We will always have summer, when it’s hot, and winter, when it’s cold, and periods of transition in between: spring, when things revive and grow, and fall, when things bear fruit and proceed toward dormancy. The various degrees of temperature for each season may vary, but each will retain its unique qualities. Summers will always tend toward hotter temperatures, winters toward colder temps. They might seem shorter or longer.

A few summers in a row that are warmer than normal will make us wonder if we’ll ever have fall. A few colder-than-normal winters will shift our wonderment to the idea of eternal winters. But over the long haul, everything will balance out. The distinct seasons will always be with us. One year will have alarmists crying, “Global warming!” but the next year will have them predicting another catastrophic millennial ice age.

Truth be told, they don’t know. They can only collect historical data. We can’t control the weather. It will be what it will be.

I’m reminded of James Whitcomb Riley’s poem “Wet-Weather Talk,” which tells us what our mindset should be, especially considering our utter inability to dictate (or predict) the weather. He wrote, in part,

It hain’t no use to grumble and complane; It’s jest as cheap and easy to rejoice.— When God sorts out the weather and sends rain, W’y, rain’s my choice.
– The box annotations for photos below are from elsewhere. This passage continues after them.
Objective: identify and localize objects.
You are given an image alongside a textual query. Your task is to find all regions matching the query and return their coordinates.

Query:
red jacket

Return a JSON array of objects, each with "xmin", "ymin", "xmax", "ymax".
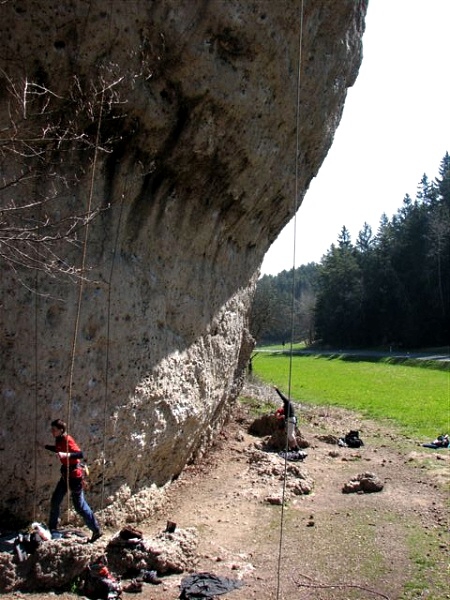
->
[{"xmin": 45, "ymin": 434, "xmax": 83, "ymax": 477}]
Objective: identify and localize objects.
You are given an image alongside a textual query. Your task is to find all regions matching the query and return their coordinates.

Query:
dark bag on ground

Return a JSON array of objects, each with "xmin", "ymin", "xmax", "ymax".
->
[
  {"xmin": 82, "ymin": 557, "xmax": 122, "ymax": 600},
  {"xmin": 344, "ymin": 430, "xmax": 364, "ymax": 448}
]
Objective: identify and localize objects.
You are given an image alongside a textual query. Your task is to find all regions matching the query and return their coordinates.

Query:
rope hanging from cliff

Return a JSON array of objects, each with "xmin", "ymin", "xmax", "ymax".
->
[
  {"xmin": 276, "ymin": 0, "xmax": 305, "ymax": 600},
  {"xmin": 66, "ymin": 88, "xmax": 105, "ymax": 514}
]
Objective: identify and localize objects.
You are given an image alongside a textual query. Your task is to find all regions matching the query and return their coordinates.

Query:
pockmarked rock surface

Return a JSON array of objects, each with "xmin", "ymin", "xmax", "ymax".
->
[
  {"xmin": 0, "ymin": 0, "xmax": 367, "ymax": 521},
  {"xmin": 0, "ymin": 386, "xmax": 450, "ymax": 600}
]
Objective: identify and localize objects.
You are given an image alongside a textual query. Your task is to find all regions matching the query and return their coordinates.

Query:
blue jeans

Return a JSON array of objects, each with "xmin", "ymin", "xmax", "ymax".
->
[{"xmin": 48, "ymin": 475, "xmax": 100, "ymax": 533}]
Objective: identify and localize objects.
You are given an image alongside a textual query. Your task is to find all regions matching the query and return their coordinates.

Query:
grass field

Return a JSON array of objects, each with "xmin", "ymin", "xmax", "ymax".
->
[{"xmin": 252, "ymin": 352, "xmax": 450, "ymax": 441}]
In short, take whatever weather God gives you and be happy and thankful for it. If it gets a little colder than you like, or it snows more than predicted, don’t complain or worry yourself trying to alter Nature. Put on another layer. If it gets a littler warmer or rains more, or less, than historical records indicate is normal, take off a layer or turn the AC to a cooler setting.

And writers, pay attention to your target market’s lead time.